If the NATO top dogs could hold the Reds off until the second wave of NATO fighters—launching from Holland—arrived, the Soviets would have no choice but to call up some of their reserves, thus matching the French Mirages and F1s, plus the rest of the interceptor F-4s and F-5s, with the roughly equivalent MiG-23s and Su-17 Fitters.

Following the same progression, the next wave of NATO planes—coming in from England—would include the older Star-fighters, the National Guard Delta Darts and Daggers, the A-7s, and the G-91s. Ideally, they would face the East Bloc nations’ less modern MiG-21 Fishbeds and Su-15 Flagons; and so on down to the scraps at the bottom of both forces’ barrels: NATO antiques like the Turks’ F-100 Super Sabres and the National Guard Voodoos, plus the Brits’ Jaguars would be engaging MiG-19 Farmers and Su-9 Fishpots of similar vintage.

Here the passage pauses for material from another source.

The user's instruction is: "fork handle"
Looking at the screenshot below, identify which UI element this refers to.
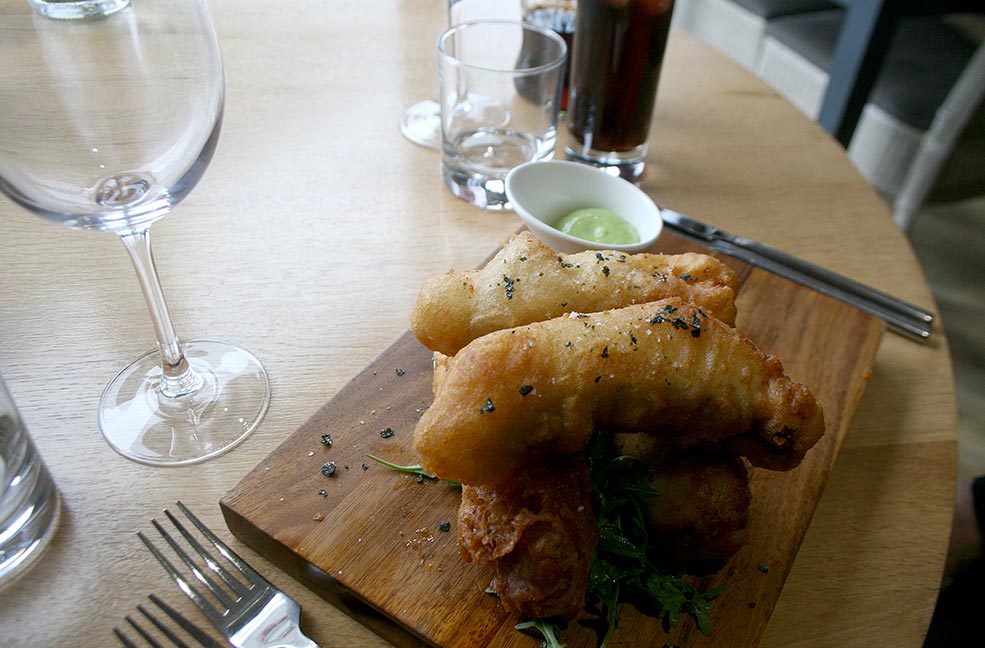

But Hunter and Jones both knew that such equivalent matchups were by no means preordained—if the Soviets held back a few flights of Fulcrums or Foxhounds, they would make mincemeat of the slower NATO fighters in the later waves. But this was a gamble and they had to reason that such rough parity would exist, if only in the first few hours of the battle.